THE CALVINISM OF CALVIN
Listen up all you “wanna
be” Reformed/Calvinist Christians. Hypo-Calvinism, soft-determinism, single
predestinarianism, infralapsarianism, Compatiblism, popular Calvinism or
what I call Calvinism-Lite equals Calvinism-Lost. Do you want to be a
Calvinist or not? Then stop beating around the theological bush. Calvinism
is not a “doctrinal buffet” in which you can pick and choose what you like
and leave the rest. You cannot have an unconditional election to salvation
without an unconditional reprobation to damnation. You cannot have a God who
causes everything by an all-encompassing decree and deny that God is the
author of sin at the same time.
If Calvinism is true, God
has to be as responsible for the cruelty we find in this world as he is for
the kindness in it as well. Good and bad, righteousness and wickedness, the
godliest of saints, and the ungodliest of sinners come from, and are
irresistibly decreed to do what they do by one and the same God and by one
and the same all inclusive divine decree. Charlie Manson, the son of Sam,
Hitler and Stalin were no less controlled, directed and determined to do
what they did, than the Apostle Paul or the apostle Peter were to do what
they did. If Calvin was right and if Calvinism is true it is what it is and
there is nothing we can do about it. Do not take my word for it. Listen to
what one of America’s most knowledgeable Calvinist says:
“A sovereign God
contradicts the idea that man exercises free will when it comes to any
matter, including salvation. The sovereignty of God and the freedom of man
are mutually exclusive. To affirm one is to deny the other…Since the only
God presented in the Bible is an absolutely sovereign God, a person who
affirms human free will cannot, without contradiction, affirm belief in God.
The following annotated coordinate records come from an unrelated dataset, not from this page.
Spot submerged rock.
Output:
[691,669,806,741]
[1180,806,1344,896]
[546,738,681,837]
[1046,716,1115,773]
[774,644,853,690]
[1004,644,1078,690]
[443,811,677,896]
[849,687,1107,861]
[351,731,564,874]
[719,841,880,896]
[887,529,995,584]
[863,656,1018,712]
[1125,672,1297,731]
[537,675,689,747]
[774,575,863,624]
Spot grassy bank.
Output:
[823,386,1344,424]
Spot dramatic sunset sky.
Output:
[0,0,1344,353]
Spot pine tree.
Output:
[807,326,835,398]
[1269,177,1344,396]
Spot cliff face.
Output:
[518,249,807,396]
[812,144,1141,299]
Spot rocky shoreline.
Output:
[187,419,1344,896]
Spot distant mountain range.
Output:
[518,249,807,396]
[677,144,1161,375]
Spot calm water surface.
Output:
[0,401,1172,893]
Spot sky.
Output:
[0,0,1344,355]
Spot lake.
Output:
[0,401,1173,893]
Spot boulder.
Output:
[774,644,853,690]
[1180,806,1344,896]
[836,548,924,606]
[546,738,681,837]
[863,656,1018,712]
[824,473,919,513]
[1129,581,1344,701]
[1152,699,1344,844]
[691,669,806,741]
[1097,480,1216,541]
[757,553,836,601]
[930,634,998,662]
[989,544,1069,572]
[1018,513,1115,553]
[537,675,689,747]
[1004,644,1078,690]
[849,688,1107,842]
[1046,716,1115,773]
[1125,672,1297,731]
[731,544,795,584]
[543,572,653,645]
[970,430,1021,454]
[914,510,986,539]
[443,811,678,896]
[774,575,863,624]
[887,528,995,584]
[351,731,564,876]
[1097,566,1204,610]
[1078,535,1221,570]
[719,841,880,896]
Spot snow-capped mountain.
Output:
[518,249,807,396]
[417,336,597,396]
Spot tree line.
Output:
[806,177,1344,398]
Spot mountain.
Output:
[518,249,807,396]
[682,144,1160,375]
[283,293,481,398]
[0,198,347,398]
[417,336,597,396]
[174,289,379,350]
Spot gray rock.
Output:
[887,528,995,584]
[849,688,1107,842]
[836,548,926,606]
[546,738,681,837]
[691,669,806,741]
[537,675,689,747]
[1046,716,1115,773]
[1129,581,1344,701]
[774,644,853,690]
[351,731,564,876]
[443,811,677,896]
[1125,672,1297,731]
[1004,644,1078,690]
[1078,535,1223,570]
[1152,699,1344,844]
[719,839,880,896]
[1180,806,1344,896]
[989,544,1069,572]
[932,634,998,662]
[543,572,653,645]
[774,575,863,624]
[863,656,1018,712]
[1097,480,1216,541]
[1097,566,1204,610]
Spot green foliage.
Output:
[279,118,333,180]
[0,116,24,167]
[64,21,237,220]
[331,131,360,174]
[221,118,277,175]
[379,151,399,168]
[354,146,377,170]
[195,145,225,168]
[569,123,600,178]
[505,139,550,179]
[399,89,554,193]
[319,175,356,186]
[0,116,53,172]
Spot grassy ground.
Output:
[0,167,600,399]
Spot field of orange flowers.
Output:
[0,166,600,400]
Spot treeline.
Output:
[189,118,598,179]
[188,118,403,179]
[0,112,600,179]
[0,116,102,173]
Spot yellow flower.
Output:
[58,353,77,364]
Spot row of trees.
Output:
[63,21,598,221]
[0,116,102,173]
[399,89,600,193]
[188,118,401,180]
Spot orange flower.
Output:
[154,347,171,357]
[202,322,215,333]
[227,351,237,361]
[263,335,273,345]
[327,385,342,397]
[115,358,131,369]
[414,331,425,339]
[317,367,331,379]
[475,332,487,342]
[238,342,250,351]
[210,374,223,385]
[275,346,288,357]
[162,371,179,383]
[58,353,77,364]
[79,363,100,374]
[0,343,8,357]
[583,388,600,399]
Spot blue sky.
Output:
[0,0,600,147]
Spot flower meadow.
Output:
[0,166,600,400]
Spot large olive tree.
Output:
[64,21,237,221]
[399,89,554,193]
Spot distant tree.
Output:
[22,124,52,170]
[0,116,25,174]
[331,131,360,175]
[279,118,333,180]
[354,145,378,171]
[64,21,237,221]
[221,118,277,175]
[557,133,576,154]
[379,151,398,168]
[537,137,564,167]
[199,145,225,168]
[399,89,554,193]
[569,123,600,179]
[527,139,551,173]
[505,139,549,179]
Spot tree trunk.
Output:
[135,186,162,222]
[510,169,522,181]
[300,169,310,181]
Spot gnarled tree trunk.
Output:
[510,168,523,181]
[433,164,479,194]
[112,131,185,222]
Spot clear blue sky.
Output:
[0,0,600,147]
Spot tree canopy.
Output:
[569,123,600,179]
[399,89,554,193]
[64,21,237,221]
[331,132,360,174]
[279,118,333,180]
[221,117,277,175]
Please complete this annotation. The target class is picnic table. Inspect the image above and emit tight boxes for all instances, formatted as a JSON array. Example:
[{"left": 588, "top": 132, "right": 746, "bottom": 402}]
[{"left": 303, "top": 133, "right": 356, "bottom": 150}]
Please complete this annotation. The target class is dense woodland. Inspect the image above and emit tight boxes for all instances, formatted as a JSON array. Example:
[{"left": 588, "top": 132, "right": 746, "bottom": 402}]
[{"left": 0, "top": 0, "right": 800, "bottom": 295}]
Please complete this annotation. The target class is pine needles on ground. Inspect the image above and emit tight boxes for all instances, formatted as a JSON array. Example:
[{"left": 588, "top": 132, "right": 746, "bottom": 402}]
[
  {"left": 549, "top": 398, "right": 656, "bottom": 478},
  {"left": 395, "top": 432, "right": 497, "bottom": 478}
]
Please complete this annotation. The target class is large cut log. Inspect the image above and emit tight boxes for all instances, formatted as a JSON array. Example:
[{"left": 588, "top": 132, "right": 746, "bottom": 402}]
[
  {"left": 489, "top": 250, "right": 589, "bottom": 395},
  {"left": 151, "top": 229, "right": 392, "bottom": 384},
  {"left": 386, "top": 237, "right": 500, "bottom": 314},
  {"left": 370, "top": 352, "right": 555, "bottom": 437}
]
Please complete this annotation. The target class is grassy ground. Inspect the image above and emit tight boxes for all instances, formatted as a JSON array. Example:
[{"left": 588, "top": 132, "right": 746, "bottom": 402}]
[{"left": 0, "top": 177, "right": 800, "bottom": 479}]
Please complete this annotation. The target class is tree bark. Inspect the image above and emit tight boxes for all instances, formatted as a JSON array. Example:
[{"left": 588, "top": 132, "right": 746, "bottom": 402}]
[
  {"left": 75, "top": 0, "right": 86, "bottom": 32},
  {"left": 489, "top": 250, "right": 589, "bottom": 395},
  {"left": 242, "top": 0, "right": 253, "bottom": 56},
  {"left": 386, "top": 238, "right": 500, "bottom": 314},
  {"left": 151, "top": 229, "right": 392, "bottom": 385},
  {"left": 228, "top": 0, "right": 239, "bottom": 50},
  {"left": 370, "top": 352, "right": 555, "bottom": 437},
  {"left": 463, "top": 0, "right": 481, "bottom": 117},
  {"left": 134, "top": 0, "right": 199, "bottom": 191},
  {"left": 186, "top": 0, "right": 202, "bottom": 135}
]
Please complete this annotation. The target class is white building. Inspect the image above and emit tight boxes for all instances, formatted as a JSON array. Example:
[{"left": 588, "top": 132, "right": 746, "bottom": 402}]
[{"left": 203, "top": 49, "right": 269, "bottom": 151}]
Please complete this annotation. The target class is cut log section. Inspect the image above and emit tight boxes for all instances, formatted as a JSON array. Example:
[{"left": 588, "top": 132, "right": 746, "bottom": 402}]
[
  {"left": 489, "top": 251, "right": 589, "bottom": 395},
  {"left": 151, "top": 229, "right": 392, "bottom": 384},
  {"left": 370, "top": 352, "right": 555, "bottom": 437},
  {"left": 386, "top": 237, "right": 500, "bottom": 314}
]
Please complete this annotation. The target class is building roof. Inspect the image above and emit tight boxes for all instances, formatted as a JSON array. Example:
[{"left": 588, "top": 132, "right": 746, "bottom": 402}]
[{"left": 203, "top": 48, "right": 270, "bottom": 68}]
Some theologians perceive this dilemma, and so they choose to believe in a
contradiction. But this makes them look stupid, and some of them cannot
endure the humiliation. So they invent a way out, and say that God's
sovereignty is "compatible" with human choice.
"Sometimes it is even said
that divine sovereignty is compatible with human "freedom" in the sense that
the man who chooses is not coerced in his choice, but he chooses according
to his desire…Of course man chooses, but what makes him choose? What is the
metaphysics of human choice? And what is the metaphysical explanation for
his desire? If God is absolutely sovereign, then he also decides and causes
human choice and desire. And if God is the one who decides and causes human
choice and desire, then to say that divine sovereignty and human choice are
compatible is only to say that God is compatible with himself. But we
already know that, and man is still not free. Human choice is irrelevant,
since it comes under divine sovereignty. To say that man is not coerced is
only to say that in this instance God does not cause one effect of his power
to clash with another effect of his power, as he does when he causes two
objects to crash into each other. But if there is no contradiction when God
causes two objects to crash, then even coercion entails no contradiction. It
would only mean that he causes a person to desire one thing but to choose
another. What would be the problem with that?
"Indeed, the absolute
sovereignty of God and the moral responsibility of man are compatible.
Perhaps this is what the theologians are so worried about. But man is
morally responsible only because God has decided to hold him accountable.
This has no necessary connection with choice or freedom. Even coercion does
not eliminate responsibility. What does one have to do with the other? The
moral responsibility of man depends on the absolute sovereignty of God, and
nothing else. Therefore, to say that man is responsible, once again, is only
to say that God is compatible with himself. It remains, then, that divine
sovereignty and human freedom are incompatible. For man to be free in any
relevant sense, he must be free from God, and if he is free from God in any
sense and in any degree, then God is not absolutely sovereign. The God of
the Bible is rejected.” Dr. Vincent Cheung
Once you accept the primary
premise or distinctive of Calvinism, the rest logically follows. Cheung is
wrong about so much but he is right in what a consistent Calvinism looks
like. So if you want to be real Calvinist, and not one of those “mamby
pamby” almost Calvinists that are afraid to go all the way down the Reformed
road, think it through. Take it too its logical conclusion as Cheung has
done. Why settle for Calvinism-Lite when you can have the more authentic,
consistent and muscular version-the Calvinism of Calvin himself. Or maybe
you should just stick with what the Bible actually teaches? What a novel
idea that would be!
You may not agree with the
“Reformed theology” of Vincent Cheung. I certainly don’t. But if you have
read Calvin’s Institutes and his commentaries, as I have, you should also
know that Cheung is truly “Reformed”. Those who call him a hyper-Calvinist
are really only telling us that they are hypo-Calvinists. If they are saying
that Cheung went (theologically and logically) beyond Calvin, they are
really admitting they were not able or willing to stay with Calvin as he
travelled all the way down the Reformed road.